Il marcato figurativismo di Saro Lo Turco è il veicolo di una ricerca estetica che ci riporta ad una realtà fatta di solitudine e di lunghi e profondi silenzi. Le architetture vuote di ricordo antico, di una storia di civiltà che si sono incontrate e scontrate in un remoto passato sono la testimonianza della conoscenza e dell’amore che l’artista porta per un ambiente che lo vede operatore artistico aperto ad una ricerca pittorica che partendo dall’Occidente, si avvale degli apporti importanti di un nuovo ambiente e della sua nuova realtà di vita. I suoi personaggi anonimi dimostrano quasi un forte timore a venire allo scoperto; rimangono, infatti, dietro un angolo o si coprono il capo, oltre che l’intero corpo, con il cappuccio e i lunghi abiti (Sidi Bou Said). Il colore delicato, quasi monocromo, contribuisce, poi a quest’aria di irrealtà che risente fortemente dell’ambiente dove l’artista vive e opera: la Tunisia (Cartagine, Medina Tunis). Ed è così che la sua opera sfocia in un connubio, in una fusione, e diventa un significativo punto d’incontro delle due civiltà che Lo Turco riesce con maestria, sapientemente a mettere insieme. Una tendenza alla quale si avvicina naturalmente, senza forzature, che costituisce il suo essere artista in terra d’Africa.

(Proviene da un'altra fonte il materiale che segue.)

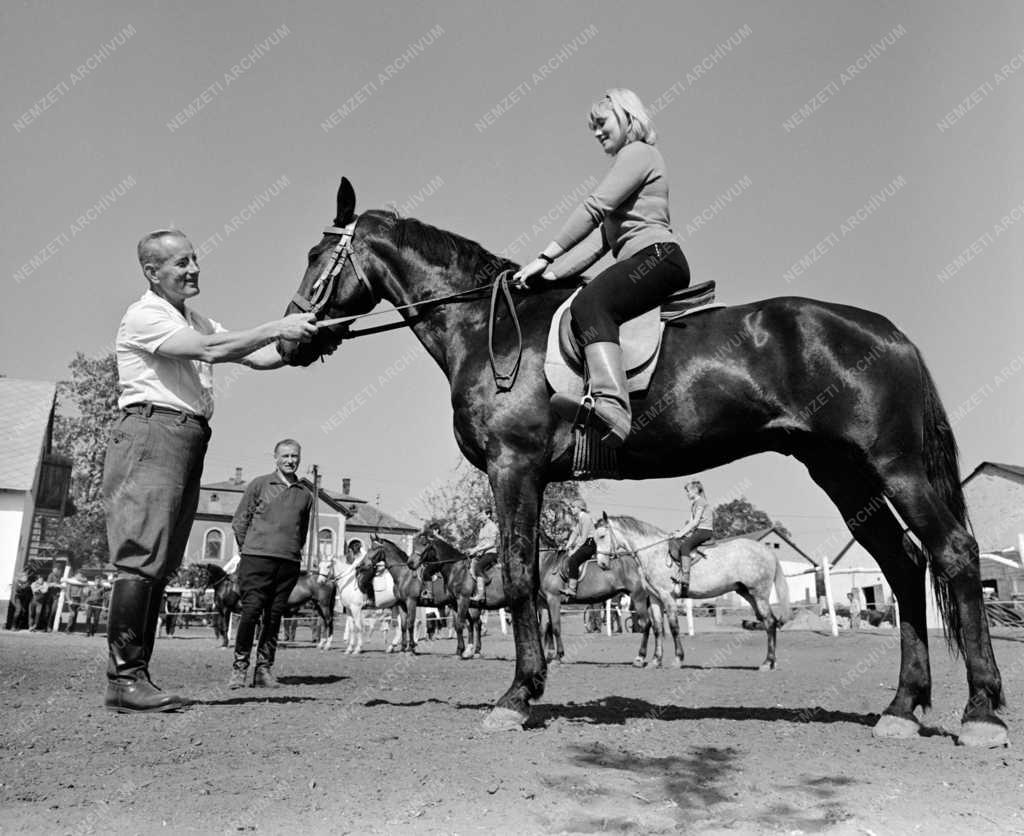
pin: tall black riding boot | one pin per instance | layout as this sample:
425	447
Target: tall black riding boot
128	686
154	607
265	652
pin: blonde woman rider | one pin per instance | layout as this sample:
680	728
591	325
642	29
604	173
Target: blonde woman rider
631	207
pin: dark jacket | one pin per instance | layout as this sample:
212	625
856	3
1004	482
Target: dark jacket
272	518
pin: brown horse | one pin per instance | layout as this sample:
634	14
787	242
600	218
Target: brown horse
841	389
408	585
310	588
436	555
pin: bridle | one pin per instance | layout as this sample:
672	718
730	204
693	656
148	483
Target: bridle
323	290
615	551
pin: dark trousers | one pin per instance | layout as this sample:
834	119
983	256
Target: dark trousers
91	618
587	550
151	487
74	608
680	548
264	584
626	290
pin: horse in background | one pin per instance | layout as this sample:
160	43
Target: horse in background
408	587
740	566
597	584
435	556
311	588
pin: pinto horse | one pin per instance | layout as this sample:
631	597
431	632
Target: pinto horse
408	586
436	555
310	588
738	565
730	382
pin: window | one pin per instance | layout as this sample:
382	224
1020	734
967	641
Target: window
326	539
213	545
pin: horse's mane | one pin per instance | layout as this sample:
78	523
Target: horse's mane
442	248
631	525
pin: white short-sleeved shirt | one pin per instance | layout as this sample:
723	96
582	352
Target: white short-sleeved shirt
144	376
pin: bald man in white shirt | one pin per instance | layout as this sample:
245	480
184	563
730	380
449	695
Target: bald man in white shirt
154	464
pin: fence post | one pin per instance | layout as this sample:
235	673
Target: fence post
828	598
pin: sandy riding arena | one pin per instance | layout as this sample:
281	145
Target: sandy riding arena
393	744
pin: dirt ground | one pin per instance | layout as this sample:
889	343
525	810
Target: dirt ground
393	744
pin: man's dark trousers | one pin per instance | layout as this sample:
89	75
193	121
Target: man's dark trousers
264	584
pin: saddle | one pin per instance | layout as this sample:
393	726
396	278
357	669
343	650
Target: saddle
561	566
640	339
384	590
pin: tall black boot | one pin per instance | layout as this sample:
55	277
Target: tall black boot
128	685
265	653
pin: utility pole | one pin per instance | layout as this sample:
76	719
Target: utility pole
312	544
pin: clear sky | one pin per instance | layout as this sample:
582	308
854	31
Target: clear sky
778	121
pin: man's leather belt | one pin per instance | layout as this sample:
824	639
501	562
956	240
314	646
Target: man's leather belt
148	409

Le sue composizioni recano la forte impronta di una lunga esperienza acquisita nello svolgimento dell’attività di scenografo che lo ha visto, per lungo tempo, collaboratore di grandi uomini di teatro tra i quali ricordiamo: Edoardo Defilippo, Giorgio Strehler, Luca Ronconi, Bernardo Bertolucci e lo scenografo e regista Pier Luigi Pizzi.